First, I know that DESeq2 is not meant to be run without replicates and results will not be meaningful. I am an analyst who has the following design matrix:
Group | Condition |
---|---|
A | 1 |
B | 1 |
C | 1 |
A | 2 |
B | 2 |
C | 2 |
A | 3 |
B | 3 |
C | 3 |
I ran DESeq2 with LRT of ~Group + Condition vs ~Group to identify all DE features significant due to Condition. However my collaborators are interested in if any additional features are differentially expressed between Group B Condition 1 and Group B Condition 2. I understand this should be an interaction term, however there are no replicates and the experiment can't be repeated for reasons out of my control. One way to look at Group B Condition 1 vs Group B Condition 2 I could think of would be to normalize the counts for each, compute the log fold change, and see if there are any genes with greater log fold change than some predefined threshold or upper quartile of the significant genes log fold change that are not already significant.

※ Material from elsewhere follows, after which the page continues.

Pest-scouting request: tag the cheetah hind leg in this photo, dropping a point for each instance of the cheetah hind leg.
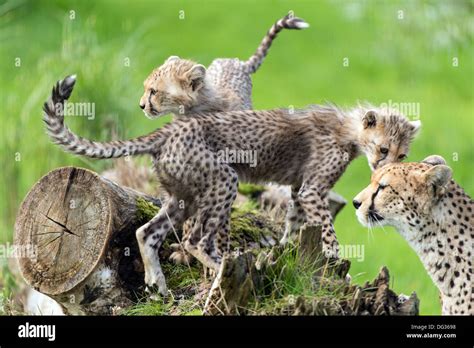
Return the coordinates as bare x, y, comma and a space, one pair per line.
150, 237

Another would be to create a fake Condition that is set up so that instead the design matrix is
Group | Condition |
---|---|
A | 1 |
B | interest1 |
C | 1 |
A | 2 |
B | interest2 |
C | 2 |
A | 3 |
B | 3 |
C | 3 |
This will allow for a contrast between interest1 and interest2 although all of the pvalues will be close to 1. And then would do the same, see if any have log fold change greater than a preset threshold or upper quartile of significant genes. I believe this approach would still take into account gene-wise dispersion and sample-wise size factors. So, why is this a bad idea that I shouldn't do?